Assignment code for course ECE 493 T25 at the University of Waterloo in Spring 2019. (Code designed and created by Sriram Ganapathi Subramanian and Mark Crowley, 2019)

Due Date: July 30 11:59pm submitted as PDF and code to LEARN dropbox.

Collaboration: You can discuss solutions and help to work out the code. But each person must do their own work. All code and writing will be cross-checked against each other and against internet databases for cheating.

Updates to code which will be useful for all or bugs in the provided code will be updated on gitlab and announced.

The domain consists of a 10x10 grid of cells. The agent being controlled is represented as a red square. The goal is a yellow oval and you receive a reward of 1 for reaching it, this ends and resets the episode. Blue squares are pits which yield a penalty of -10 and end the episode. Black squares are walls which cannot be passed through. If the agent tries to walk into a wall they will remain in their current position and receive a penalty of -.3. Their are three tasks defined in run_main.py which can be commented out to try each. They include a combination of pillars, rooms, pits and obstacles. The aim is to learn a policy that maximizes expected reward and reaches the goal as quickly as possible.

This assignment will have a written component and a programming component. Clone the mazeworld environment locally and run the code looking at the implemtation of the sample algorithm. Your task is to implement three other algortihms on this domain.

• (20%) Implement SARSA
• (20%) Implement QLearning
• (20%) At least one other algorithm of your choice or own design. Suggestions to try:
  • Policy Iteration (easy)
  • Expected SARSA (less easy)
  • Double Q-Learning (less easy)
  • n-step TD or TD(Lambda) with eligibility traces (harder)
  • Policy Gradients (harderer)
• (10%) bonus Implement four algorithms in total (you can do more but we'll only look at four, you need to tell us which).
• (40%) Report : Write a short report on the problem and the results of your three algorithms. The report should be submited on LEARN as a pdf.
  • Describing each algorithm you used, define the states, actions, dynamics. Define the mathematical formulation of your algorithm, show the Bellman updates for you use.
  • Some quantitative analysis of the results, a default plot for comparing all algorithms is given. You can do more than that.
  • Some qualitative analysis of why one algorithm works well in each case, what you noticed along the way.
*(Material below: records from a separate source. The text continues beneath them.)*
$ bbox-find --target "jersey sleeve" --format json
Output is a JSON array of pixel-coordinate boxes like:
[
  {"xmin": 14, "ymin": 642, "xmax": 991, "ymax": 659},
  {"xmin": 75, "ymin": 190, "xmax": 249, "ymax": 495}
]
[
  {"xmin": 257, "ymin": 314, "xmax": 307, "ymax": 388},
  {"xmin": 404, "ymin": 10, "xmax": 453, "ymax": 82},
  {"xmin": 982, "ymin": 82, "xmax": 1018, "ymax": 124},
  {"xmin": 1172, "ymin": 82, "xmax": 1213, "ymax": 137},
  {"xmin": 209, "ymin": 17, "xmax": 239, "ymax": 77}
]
You will also submit your code to LEARN and grading will be carried out using a combination of automated and manual grading. Your algorithms should follow the pattern of the RL_brain.py and RL_brainsample_PI.py files. We will look at your definition and implmentation which should match the description in the document. We will also automatically run your code on the given domain on the three tasks define in run_main.py as well as other maps you have not seen in order to evaluate it. Part of your grade will come from the overall performance of your algorithm on each domain. So make sure your code runs with the given unmodified run_main and maze_end code if we import your class names.

• When the number of episodes ends a plot is displayed of the algorithm performance. If multiple algorithms are run at once then they will be all plotted together for comparison. You may modify the plotting code and add any other analysis you need, this is only a starting point.
• there are a number of parameters defined in run_main that can be used to speed up the simulations. Once you have debugged an algorithm and see it is running you can alter the sim_speed, \*EveryNth variables to alter the speed of each step and how often data is printed or updated visually to speed up training.
• For the default algorithms we have implmented on these domains it seems to take at least 1500 episodes to converge, so don't read too much into how it looks after a few hundred.